Man, have I got a deal for you.
What if I said there was a way for companies to charge for part of the existing public infrastructure that is already paid for, downgrade services operating at maximum efficiency and create massive organizational problems within a system that doesn’t experience them – all for the low, low price of whatever these companies care to charge?
Welcome to the brave new world of telecommunications law and perhaps the end of the “common carrier” era, where the Internet may soon shift from an open-access public infrastructure to a privatized network and access is granted at the discretion of corporate gatekeepers.
The Internet, as it is known today, is “free, open and nondiscriminatory,” wrote Jeff Chester, executive director of the Center for Digital Democracy in the February issue of The Nation. Basically, anyone with the technical know-how and a modicum of capital can start a Web site featuring any material they care to post (with the obvious exceptions of child pornography, snuff films, etc.), and it instantly becomes available to whoever might stumble across it.
But several powerful telecommunications giants, including Cisco Systems, AT&T and Motorola, to name a few, are now trench-deep in a battle to overturn the fundamentally unrestricted nature of the Internet by dismembering the extant regulatory laws and auctioning off the available broadband spectrum to the highest bidder.
Slightly more than a decade since its explosion as a popular means of communication (after a decades-long evolution in the laboratories of academia), the Internet has spawned its own subordinate economy, from service providers (AOL, Bright House, etc.) to peer-to-peer facilitation networks (such as the newly legitimized Napster) and the revolutionary availability of commercial music downloads, Apple’s iTunes Music Store chief among them.
The key to all this free enterprise is the non-preferential nature of the medium. The Internet, per se, has no stake in who thrives or fails, whether Verizon can provide more reliable service than Comcast, if Hotmail has a more successful e-mail delivery rate than Google’s Gmail or if Greenparty.org loads faster or slower than, say, Redstate.com. It’s public infrastructure, pure and simple, and any limitations that exist are the participants’ own.
The real problem with the prospect of Internet privatization is that it sets the stage for artificial obstructions inherent in a pay-to-play system. This is not a dire prediction, but the actual stated intent of the directors of several interested telecommunications conglomerates. The idea is to create a multi-tiered system, with the highest premium placed on unfettered access to the broadband and “more affordable” fees for slower download speeds, more pop-up ads and even a limit on the number of e-mails sent and received per billing cycle. Further, these moguls are not averse to providing essentially mercenary services by ensuring that Site X loads slower than Site Y, guaranteed.

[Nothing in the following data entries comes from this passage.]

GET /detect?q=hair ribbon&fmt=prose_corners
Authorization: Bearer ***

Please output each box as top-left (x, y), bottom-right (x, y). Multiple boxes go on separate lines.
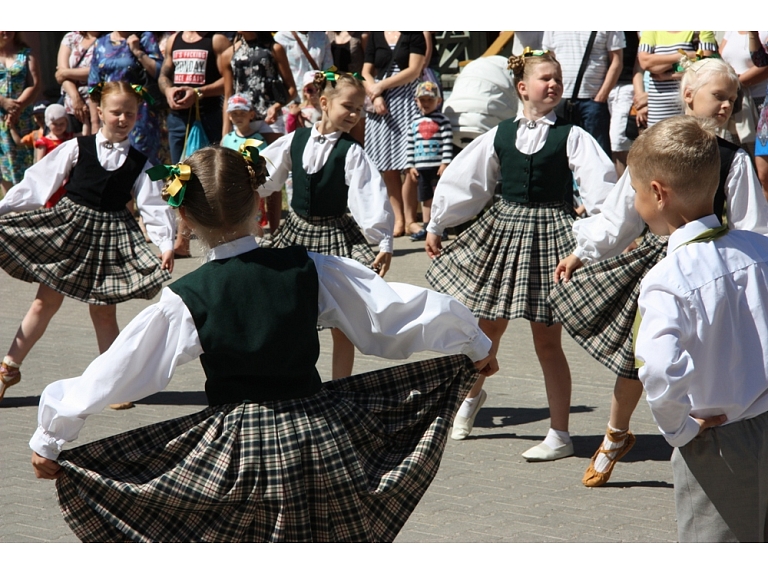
top-left (147, 164), bottom-right (192, 208)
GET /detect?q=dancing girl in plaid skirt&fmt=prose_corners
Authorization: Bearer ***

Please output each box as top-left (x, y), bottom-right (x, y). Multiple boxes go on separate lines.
top-left (261, 72), bottom-right (395, 379)
top-left (426, 50), bottom-right (616, 461)
top-left (549, 58), bottom-right (768, 487)
top-left (30, 143), bottom-right (498, 542)
top-left (0, 82), bottom-right (176, 409)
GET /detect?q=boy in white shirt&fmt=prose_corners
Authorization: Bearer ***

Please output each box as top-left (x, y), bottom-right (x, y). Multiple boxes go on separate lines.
top-left (628, 116), bottom-right (768, 542)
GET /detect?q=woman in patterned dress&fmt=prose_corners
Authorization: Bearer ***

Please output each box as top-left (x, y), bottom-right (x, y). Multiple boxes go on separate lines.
top-left (0, 32), bottom-right (40, 193)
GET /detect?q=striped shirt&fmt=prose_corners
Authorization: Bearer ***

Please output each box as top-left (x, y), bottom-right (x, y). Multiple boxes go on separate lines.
top-left (638, 30), bottom-right (717, 126)
top-left (406, 112), bottom-right (453, 169)
top-left (541, 31), bottom-right (625, 98)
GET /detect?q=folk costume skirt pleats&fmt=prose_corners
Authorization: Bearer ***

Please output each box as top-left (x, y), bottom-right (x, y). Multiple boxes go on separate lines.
top-left (549, 232), bottom-right (667, 379)
top-left (0, 196), bottom-right (171, 305)
top-left (427, 200), bottom-right (576, 325)
top-left (56, 355), bottom-right (477, 542)
top-left (269, 211), bottom-right (376, 266)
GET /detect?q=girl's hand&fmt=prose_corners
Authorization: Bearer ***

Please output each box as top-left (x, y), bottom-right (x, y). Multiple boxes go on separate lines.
top-left (424, 232), bottom-right (443, 259)
top-left (160, 250), bottom-right (174, 273)
top-left (32, 451), bottom-right (64, 479)
top-left (371, 252), bottom-right (392, 277)
top-left (264, 103), bottom-right (282, 124)
top-left (555, 254), bottom-right (584, 283)
top-left (373, 96), bottom-right (388, 116)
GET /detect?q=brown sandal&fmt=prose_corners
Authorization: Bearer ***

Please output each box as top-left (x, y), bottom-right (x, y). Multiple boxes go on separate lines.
top-left (0, 361), bottom-right (21, 401)
top-left (581, 429), bottom-right (635, 487)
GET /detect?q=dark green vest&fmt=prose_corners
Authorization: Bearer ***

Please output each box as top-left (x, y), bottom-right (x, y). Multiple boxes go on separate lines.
top-left (493, 118), bottom-right (573, 204)
top-left (169, 246), bottom-right (321, 405)
top-left (291, 128), bottom-right (355, 217)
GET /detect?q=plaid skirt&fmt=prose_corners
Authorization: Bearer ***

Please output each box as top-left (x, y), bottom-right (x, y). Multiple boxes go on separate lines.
top-left (0, 196), bottom-right (171, 305)
top-left (56, 355), bottom-right (477, 542)
top-left (549, 232), bottom-right (667, 379)
top-left (262, 211), bottom-right (376, 267)
top-left (427, 200), bottom-right (576, 325)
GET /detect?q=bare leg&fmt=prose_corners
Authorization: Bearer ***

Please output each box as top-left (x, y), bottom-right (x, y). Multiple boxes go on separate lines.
top-left (331, 328), bottom-right (355, 379)
top-left (8, 284), bottom-right (64, 364)
top-left (381, 170), bottom-right (405, 237)
top-left (531, 322), bottom-right (571, 431)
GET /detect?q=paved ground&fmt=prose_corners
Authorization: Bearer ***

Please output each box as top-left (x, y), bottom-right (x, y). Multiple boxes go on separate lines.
top-left (0, 238), bottom-right (676, 542)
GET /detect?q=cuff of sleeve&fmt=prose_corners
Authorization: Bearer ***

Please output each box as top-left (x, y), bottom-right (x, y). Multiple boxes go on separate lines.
top-left (29, 427), bottom-right (65, 461)
top-left (461, 329), bottom-right (491, 361)
top-left (427, 219), bottom-right (443, 236)
top-left (573, 246), bottom-right (595, 265)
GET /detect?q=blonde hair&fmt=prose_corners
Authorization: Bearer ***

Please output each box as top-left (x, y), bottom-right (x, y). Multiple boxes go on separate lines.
top-left (627, 116), bottom-right (720, 201)
top-left (680, 56), bottom-right (741, 112)
top-left (507, 51), bottom-right (563, 97)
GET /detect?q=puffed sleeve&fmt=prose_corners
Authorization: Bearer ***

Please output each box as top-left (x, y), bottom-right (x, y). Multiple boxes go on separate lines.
top-left (427, 128), bottom-right (500, 235)
top-left (566, 126), bottom-right (616, 215)
top-left (133, 162), bottom-right (176, 252)
top-left (309, 253), bottom-right (491, 361)
top-left (573, 170), bottom-right (645, 264)
top-left (259, 132), bottom-right (296, 197)
top-left (0, 138), bottom-right (80, 216)
top-left (725, 150), bottom-right (768, 235)
top-left (29, 288), bottom-right (203, 460)
top-left (345, 144), bottom-right (395, 254)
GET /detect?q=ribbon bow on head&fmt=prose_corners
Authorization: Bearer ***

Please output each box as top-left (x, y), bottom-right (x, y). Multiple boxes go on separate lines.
top-left (147, 164), bottom-right (192, 208)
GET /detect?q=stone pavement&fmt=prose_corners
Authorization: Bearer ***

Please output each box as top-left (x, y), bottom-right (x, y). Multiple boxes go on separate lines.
top-left (0, 238), bottom-right (677, 542)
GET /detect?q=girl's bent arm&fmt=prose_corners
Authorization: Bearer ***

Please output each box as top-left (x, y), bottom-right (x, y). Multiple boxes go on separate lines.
top-left (29, 288), bottom-right (203, 460)
top-left (309, 253), bottom-right (491, 361)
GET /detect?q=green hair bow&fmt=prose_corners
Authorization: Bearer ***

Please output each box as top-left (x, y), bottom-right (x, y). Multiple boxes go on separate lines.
top-left (147, 164), bottom-right (192, 208)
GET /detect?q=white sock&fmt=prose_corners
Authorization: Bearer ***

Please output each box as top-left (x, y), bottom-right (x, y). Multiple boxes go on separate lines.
top-left (544, 427), bottom-right (571, 449)
top-left (456, 393), bottom-right (480, 417)
top-left (595, 424), bottom-right (629, 473)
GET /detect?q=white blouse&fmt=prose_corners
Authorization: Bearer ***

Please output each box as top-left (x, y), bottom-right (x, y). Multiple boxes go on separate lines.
top-left (259, 125), bottom-right (395, 254)
top-left (573, 150), bottom-right (768, 264)
top-left (29, 236), bottom-right (491, 459)
top-left (427, 112), bottom-right (616, 235)
top-left (0, 134), bottom-right (176, 252)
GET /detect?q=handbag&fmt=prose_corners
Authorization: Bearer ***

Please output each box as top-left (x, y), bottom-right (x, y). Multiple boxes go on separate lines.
top-left (555, 31), bottom-right (597, 124)
top-left (179, 101), bottom-right (210, 162)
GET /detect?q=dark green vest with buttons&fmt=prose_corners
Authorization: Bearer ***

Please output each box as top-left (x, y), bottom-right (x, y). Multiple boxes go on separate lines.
top-left (169, 246), bottom-right (321, 405)
top-left (291, 128), bottom-right (355, 217)
top-left (493, 118), bottom-right (573, 204)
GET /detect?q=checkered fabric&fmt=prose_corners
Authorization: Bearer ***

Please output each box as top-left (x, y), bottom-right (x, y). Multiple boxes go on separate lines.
top-left (427, 200), bottom-right (576, 325)
top-left (56, 355), bottom-right (477, 542)
top-left (0, 196), bottom-right (171, 305)
top-left (549, 232), bottom-right (667, 379)
top-left (262, 211), bottom-right (376, 266)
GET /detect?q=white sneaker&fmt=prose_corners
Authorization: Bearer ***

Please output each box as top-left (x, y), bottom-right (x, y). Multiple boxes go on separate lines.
top-left (451, 389), bottom-right (488, 441)
top-left (523, 442), bottom-right (573, 461)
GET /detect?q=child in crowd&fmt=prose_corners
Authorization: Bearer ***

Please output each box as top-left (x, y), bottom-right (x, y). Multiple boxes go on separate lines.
top-left (0, 82), bottom-right (176, 409)
top-left (285, 70), bottom-right (323, 134)
top-left (30, 142), bottom-right (497, 542)
top-left (550, 58), bottom-right (768, 487)
top-left (629, 117), bottom-right (768, 543)
top-left (35, 104), bottom-right (72, 162)
top-left (426, 51), bottom-right (616, 461)
top-left (260, 72), bottom-right (394, 379)
top-left (406, 82), bottom-right (453, 242)
top-left (221, 94), bottom-right (269, 228)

When Chester was interviewed on Pacifica Radio’s Democracy Now!, co-host Juan Gonzalez drew the analogy that the proposed tier system was like a commercial airliner, wherein one can choose from first-class, business class or coach seating. Chester concurred – but I have to disagree, because the analogy grants the proposed privatization a conceit that it doesn’t quite deserve.
The illusion being foisted here is that all broadband users are riding in coach class, and if the telecommunications laws are updated, there will suddenly be made available new vistas of business class and plush, luxurious first-class compartments. The reality, though, is that everybody’s already in first class. If you have a standard residential broadband connection, you’re already experiencing nearly all the Internet has to offer, limited only by the capabilities of your computer. If deregulation and privatization becomes the law of the land, premiums will likely be brought to bear on what people already get for a standardized price – and in the end, some minority portion of users will remain in first class while everyone else gets booted down to the cargo hold with the caged animals and luggage.
It was the Internet’s open nature that allowed powerhouses such as Amazon, Google and eBay to blossom in the first place, revolutionizing the way people shop, learn and communicate. Adding pointless tollbooths along the “information superhighway” will only serve to retard future growth and innovation. Producers and consumers alike will be best served by allowing the public infrastructure to continue operating in the public interest.
Ryan McGeeney is a senior majoring in political science.